Devrek Tahrirat Kâtibi iken Çaycuma’ya atanan Nimet Altuğ, 7 Eylül 1944’de görevine başlar ve Kaymakam Hilmi Besim Tözyılmaz ilçeye gelip görevine başlayana kadar Kaymakam Vekilliği görevini de yürütür. Çaycuma Hükümet Konağı (Şimdiki öğretmenevi) 2 Nisan 1947 günü yapılan törenle hizmete açılır. Ardından Çaycuma’da gerçekleşen ilklerden bazıları şunlardır:
Çaycuma Dispanseri, Sağlık Müdürlüğü emrine verilen eski ilkokul binasında 20 Ocak 1945’te faaliyete başlar. Yine aynı yılın ilk haftasında, Sinop Memleket Eczanesi sahibi Eczacı Şükrü Sorgun Çaycuma’da eczane açar. 1947 yılında Çaycuma Spor kurulur.
Kurtuluş Savaşı yıllarının Çaycuma’daki bir önemli ismi de Cevat Rifat Bey’dir. Cevat Rifat Bey, yüzbaşı rütbesi ile Milli Mücadele yıllarında karargâhı Çaycuma’da bulunan Bartın ve Havalisi Komutanlığına getirilir. 1920’de Çaycuma’ya gelir. Hakkında yazılan bir biyografiye göre, burada 12 bin kişilik bir birlik kurar. Kurduğu birlikle, Zonguldak’ı işgal eden Fransızlarla zaman zaman çatışmalara girer ve onların Anadolu’nun içlerine ilerleme planlarını bozar. Müslüman Fransız askerlerini ikna ederek kendi tarafına geçirerek Fransızların gücünün azalmasını sağlar.
Cevat Rifat Bey askeri hizmetlerin yanı sıra bölgenin sosyoekonomik kalkınmasına da yardımcı olur. Çaycuma nahiye merkezi ve köylerindeki halkın gayret ve fedakârlıklarıyla yapılıp, Temmuz 1920’de hizmete açılan hastanenin yapımına ön ayak olduğu gibi, altı derslikli okulun yapımına kendi maaşından katkı sunar. 1947 yılına kadar ilkokul olarak hizmet veren bu ahşap yapı, halk tarafından onarılarak, 1950 yılında ortaokul olarak kullanılmaya başlar. İyice eskiyen ahşap bina, 1964 yılında yıkılır. 1966’da yerine yine halk tarafından yeni bina yapılıncaya kadar 300 kadar öğrencisi Barbaros İlkokulu binasında ikinci öğretim olarak öğrenim görür.
1950 yılı yılında Tekel Binası (Şimdiki Atatürk İş Hanının olduğu yerde) yapılır. Maliyeti 120.000 liradır.

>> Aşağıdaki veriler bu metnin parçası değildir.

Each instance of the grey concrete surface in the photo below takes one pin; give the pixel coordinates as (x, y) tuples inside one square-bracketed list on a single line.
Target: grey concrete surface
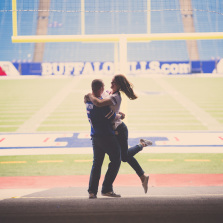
[(179, 204)]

16 Kasım 1950’de Çaycuma Şehir Kulübü kurulur.
4 Nisan 1957’de Zonguldak Valisi Celalettin Ünseli’nin de katıldığı törenle Çaycuma’ya ilk defa elektrik verilir. Dönemin Belediye Başkanı Nihat Kantarcı ve İlçe Kaymakamı Halit Tokullugil yeraltı elektrik kablolarını sırtlarında taşıyarak devrinin önemli hizmetinin gerçekleşmesini sağlar.
İlçenin gelişimi için önemli adımlardan biri de, 1964 yılında inşa edilen yeni Belediye binasıdır. Halen faaliyette olan bu yapı, Çaycuma’nın ilk betonarme binasıdır. Henüz Belediye Gelirleri Yasası’nın olmadığı dönemlerde kaynak yaratma modeliyle, altındaki dükkânların kirasının finansmana katkısı ile yapılmıştır. İlk zamanlar belediyeye kapasitesi fazla gelen binanın üst katı Tapu Dairesi ve bürolara tahsis edilir.
1965’te SEKA Kağıt Fabrikasının temelinin atılması sözcüğün tam anlamıyla bir dönüm noktasıdır. Fabrika Çaycuma’nın, dışarıdan göç almasına, dolayısıyla da nüfusunun artmasına, buna bağlı olarak da ilçenin büyümesine neden olur. Çaycuma’nın güneydoğusuna ve Filyos Çayı’nın karşı yakasına kurulan fabrikanın tümüyle merkezden kopmaması için önemli bir karar alınır. Bu karara göre sosyal tesisleri fabrika sahasına değil de, kent merkezinde at yarışlarıyla güreş müsabakalarının yapıldığı alana yapılır. Böylece fabrika kentin sosyal kültürel olarak şekillenmesine de katkı sunar. Aynı dönemde ihtiyaca cevap vermeyen, yeni Belediye binası yanındaki caddelerle, İstasyon ve SEKA caddeleri, dönemine göre “devrim” sayılabilecek bir uygulamayla duble yol genişliğine çıkarılır, granit parke ile kaplanır. Bu hizmetler, o dönemden günümüze kadar uzanan, Çaycuma’nın fiziki olarak şekillenmesine katkı sunan kalıcı kentsel gelişmelerdendir.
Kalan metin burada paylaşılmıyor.